This was highlighted by the fact average cash balances fell from 4.7% in October to 4.4% this month, which is the lowest level since October 2013.
By way of contrast, in October last year the average cash balance held by global fund managers was 5.7%, while the 10-year average is 4.5%.
So, what has been driving this need to put cash to work, despite the fact a record high net 48% of the same investors currently think equities look overvalued?
Only human after all
According to Adrian Lowcock, investment director at Architas, it is perhaps not best to look at average cash positions. He has looked at some IA sectors and notes there are some managers who have been “aggressively” increasing their cash exposure.
“The issue with cash weighting is that they act as a drag in strongly performing equity markets, even more so in the current low interest rate climate,” he says.
“This contradictory stance – of reducing cash even though the manager believes equity markets are expensive – can be driven by human behaviour. If a manager sits out of a market rally, the longer it goes on the more concerned they became they have missed out and eventually they capitulate on their view and invest.”
Chris Metcalfe, founder of IBOSS, notes that career risk may be playing a part behind the decision to cut cash, especially for US managers and those managers who don’t work for investment boutiques.
“It’s easier for managers who run money for groups they founded to be long-term as the only pressure they are put under to perform is from themselves,” he says. “However those who work for large asset managers are under more pressure to perform in the short term and as a result they often end up chasing performance.”

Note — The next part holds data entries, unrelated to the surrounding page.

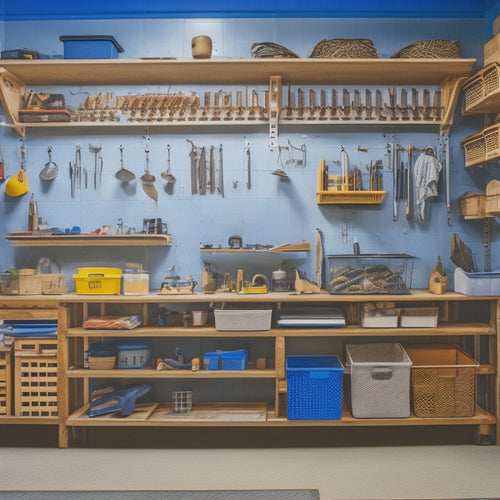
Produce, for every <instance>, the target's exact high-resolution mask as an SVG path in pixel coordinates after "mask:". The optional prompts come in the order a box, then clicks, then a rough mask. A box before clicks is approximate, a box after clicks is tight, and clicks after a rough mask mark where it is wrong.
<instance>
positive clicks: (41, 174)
mask: <svg viewBox="0 0 500 500" xmlns="http://www.w3.org/2000/svg"><path fill="white" fill-rule="evenodd" d="M47 152H48V154H49V161H48V162H47V163H46V164H45V166H44V167H43V169H42V171H41V172H40V179H42V180H44V181H51V180H53V179H55V178H56V177H57V173H58V172H59V167H58V166H57V163H56V162H54V161H52V146H49V147H48V148H47Z"/></svg>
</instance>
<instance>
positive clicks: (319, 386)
mask: <svg viewBox="0 0 500 500" xmlns="http://www.w3.org/2000/svg"><path fill="white" fill-rule="evenodd" d="M343 376H344V367H343V366H342V363H341V362H340V359H339V357H338V356H287V358H286V378H287V393H288V420H340V419H341V418H342V379H343Z"/></svg>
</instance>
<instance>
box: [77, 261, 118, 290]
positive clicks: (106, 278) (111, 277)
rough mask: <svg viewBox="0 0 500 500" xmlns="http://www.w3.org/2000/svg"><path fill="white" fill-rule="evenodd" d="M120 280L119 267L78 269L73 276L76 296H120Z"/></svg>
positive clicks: (92, 267)
mask: <svg viewBox="0 0 500 500" xmlns="http://www.w3.org/2000/svg"><path fill="white" fill-rule="evenodd" d="M121 278H122V270H121V269H120V268H119V267H79V268H78V274H73V279H74V280H75V291H76V293H77V294H99V295H100V294H105V295H120V287H121Z"/></svg>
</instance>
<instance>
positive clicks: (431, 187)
mask: <svg viewBox="0 0 500 500" xmlns="http://www.w3.org/2000/svg"><path fill="white" fill-rule="evenodd" d="M442 169H443V166H442V165H441V163H439V161H438V159H437V158H436V157H435V156H434V150H433V149H432V147H430V146H428V147H426V148H425V151H424V152H423V153H421V154H420V156H419V157H418V158H417V161H416V162H415V198H416V201H417V214H418V220H419V221H420V222H423V221H424V220H425V200H426V199H427V198H431V197H433V196H438V181H439V174H440V173H441V170H442Z"/></svg>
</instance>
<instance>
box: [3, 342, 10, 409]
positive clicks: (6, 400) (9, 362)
mask: <svg viewBox="0 0 500 500" xmlns="http://www.w3.org/2000/svg"><path fill="white" fill-rule="evenodd" d="M0 415H12V349H11V348H10V347H8V348H7V347H2V348H0Z"/></svg>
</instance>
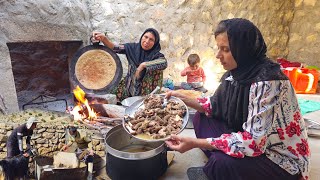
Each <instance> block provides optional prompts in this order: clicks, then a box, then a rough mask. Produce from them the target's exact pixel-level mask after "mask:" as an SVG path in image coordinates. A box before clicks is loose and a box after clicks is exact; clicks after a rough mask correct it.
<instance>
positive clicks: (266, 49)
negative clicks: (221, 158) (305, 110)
mask: <svg viewBox="0 0 320 180" xmlns="http://www.w3.org/2000/svg"><path fill="white" fill-rule="evenodd" d="M223 24H224V25H225V26H226V28H227V35H228V39H229V46H230V50H231V53H232V56H233V57H234V59H235V61H236V62H237V65H238V66H237V68H235V69H233V70H231V71H227V72H226V73H225V74H224V75H223V77H222V78H221V84H220V86H219V87H218V89H217V90H216V92H215V94H214V95H213V96H212V97H211V98H210V101H208V99H207V98H204V99H199V102H200V103H202V104H203V108H204V109H205V110H206V111H208V112H206V114H209V115H211V118H212V119H211V120H213V119H214V120H218V121H221V122H223V123H224V124H225V125H226V126H227V127H228V129H230V130H231V132H230V133H227V134H223V135H221V136H220V137H215V138H213V137H207V138H209V139H208V140H209V141H210V142H211V144H212V145H213V146H216V147H217V148H218V149H219V150H220V151H221V152H223V153H224V154H227V155H229V156H230V157H235V158H247V157H254V158H258V157H260V156H262V155H265V156H266V158H268V159H269V160H270V161H271V162H273V163H274V164H275V165H277V166H279V167H281V168H282V169H283V170H285V171H287V172H288V173H290V174H292V175H296V174H302V176H303V177H304V178H305V179H308V176H309V171H310V149H309V145H308V141H307V132H306V127H305V124H304V121H303V118H302V115H301V113H300V109H299V106H298V102H297V98H296V96H295V92H294V89H293V87H292V85H291V83H290V81H289V80H288V78H287V77H286V76H285V75H284V74H283V72H282V71H281V69H280V66H279V65H278V64H277V63H274V62H272V61H271V60H270V59H268V58H267V57H266V51H267V49H266V45H265V43H264V40H263V37H262V35H261V33H260V31H259V30H258V29H257V27H256V26H255V25H254V24H252V23H251V22H250V21H248V20H245V19H239V18H235V19H229V20H225V21H222V24H219V25H218V26H220V25H223ZM208 103H209V104H208ZM202 128H203V129H205V128H209V127H205V126H204V127H202ZM254 158H253V159H254ZM244 162H245V161H244Z"/></svg>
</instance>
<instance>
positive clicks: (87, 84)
mask: <svg viewBox="0 0 320 180" xmlns="http://www.w3.org/2000/svg"><path fill="white" fill-rule="evenodd" d="M122 71H123V69H122V64H121V61H120V59H119V57H118V55H117V54H116V53H114V52H113V51H112V50H111V49H109V48H108V47H106V46H102V45H99V43H93V44H92V45H88V46H85V47H83V48H81V49H80V50H78V51H77V52H76V53H75V55H74V56H73V58H72V60H71V62H70V66H69V74H70V80H71V84H72V85H73V86H77V85H78V86H80V88H81V89H83V90H84V91H85V92H86V93H94V94H107V93H109V92H110V91H111V90H112V88H114V87H116V86H117V85H118V84H119V82H120V80H121V77H122Z"/></svg>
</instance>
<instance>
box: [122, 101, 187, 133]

A ‘contrarian’ cash builder?
Metcalfe, as founder of IBOSS and manager of its model portfolios and Oeics, is one manager who is not cutting his cash weighting. In fact he has explicitly been building his cash position.
“We currently have an allocation of 10% to money market funds in our medium-risk mandate which is the highest weighting for some time,” he says. “Unlike our peers we will not be reducing it unless the equity and bond markets fall, or the economic position improves beyond all recognition.”
Indeed on top of his position in money market funds, Metcalfe says he has further cash holdings via the holding the F&C Property Fund, which has about 15% held in cash, and Alastair Mundy’s Investec Cautious Managed Fund which currently has about 13% in cash.
“The fact that cash is dismissed by many as an asset class doesn’t make it any less of one in our opinion,” he says. “Right now everyone seems to be worried about the direction of markets but no-one can see what the catalyst for them to go down will be. On top of this bonds look terrible value, so in their place we would rather hold cash.”
For Lowcock, the average cash balance held by a fund also doesn’t really tell you that much.
“Many managers will run on the view of being fully invested and there are areas such as Japan, Europe, Asia and emerging markets where markets are not significantly expensive and offer value,” he says.
“We agree that markets are not cheap, but in a world of synchronised global earnings growth, growth could be the driver that reduces the valuation not a large correction.”